An overview of private equity laws in Nigeria
Nigeria continues to generate a fair share of private equity transactions in Africa, especially in telecommunications, health, insurance, agriculture, financial, manufacturing, retail and real estate.
The country’s evolution as a preferred destination for private equity investment in sub-Sahara Africa is largely due to its growing population and rising middle class, as well as the ongoing privatisation, deregulation and restructuring of strategic sectors.
Amendments
Major reforms helped reduce the risk of such investments by improving the code of corporate governance; by creating a legal structure and establishing investment governing entities, such as the Investment and Securities Tribunal; and by migrating to international financial reporting standards and risk-based supervision, among others.

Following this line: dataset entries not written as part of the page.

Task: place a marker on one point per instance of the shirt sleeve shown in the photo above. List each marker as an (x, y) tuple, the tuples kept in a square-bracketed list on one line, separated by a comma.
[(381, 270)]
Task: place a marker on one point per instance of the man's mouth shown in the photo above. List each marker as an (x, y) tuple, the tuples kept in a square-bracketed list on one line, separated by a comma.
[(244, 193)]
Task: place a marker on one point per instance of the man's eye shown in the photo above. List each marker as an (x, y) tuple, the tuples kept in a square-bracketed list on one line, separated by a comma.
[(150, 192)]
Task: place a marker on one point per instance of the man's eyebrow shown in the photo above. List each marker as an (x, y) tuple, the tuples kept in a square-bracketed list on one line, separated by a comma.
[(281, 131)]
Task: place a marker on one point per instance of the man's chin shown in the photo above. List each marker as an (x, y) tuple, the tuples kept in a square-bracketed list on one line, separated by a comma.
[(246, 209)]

By amending the Securities and Exchange Commission (SEC) rules in 2013, specific provisions were introduced for private equity funds (PEFs). By the amendments, the registration of PEFs with minimum commitments of N1bn ($3.5m) investors’ fund wishing to raise funds from the Nigerian market is required. PEFs are generally prohibited from soliciting funds from the general public. Funds may, however, be sourced from qualified investors – either institutions or high-net worth individuals.
To protect investors, registered PEFs are not allowed to invest more than 30% of the fund’s assets in any one single opportunity, and the fund manager of a PEF must have a minimum paid-up capital of N150m ($530,100). Amendments to the Regulations on Investment of Pension Funds Assets permit investment of pension funds in private equity and infrastructure funds registered with SEC on the condition that at least 60% of the PEF is invested in Nigeria.
Structure
Available private equity vehicles include the limited liability companies registrable under the Companies and Allied Matters Act (CAMA), general or limited partnerships, and limited liability partnerships introduced by the Partnership Law of Lagos State 2009. The majority of PEFs in Nigeria have been structured as limited partnerships, in which the general partner is liable for all debts and obligations, while the liability of the limited partners is restricted to the extent of their respective contributions. Where the PEF is structured as a limited partnership, individual partners are taxed under the Personal Income Tax Act. Capital gains made by the business are taxed at 10% under the Capital Gains Tax Act. Gains made on the sale of shares in target companies are exempted. For limited liability companies tax is payable under the Companies Income Tax Act at 30% on profits made. The profits are further subjected to 2% tax under the Tertiary Education Trust Fund Act.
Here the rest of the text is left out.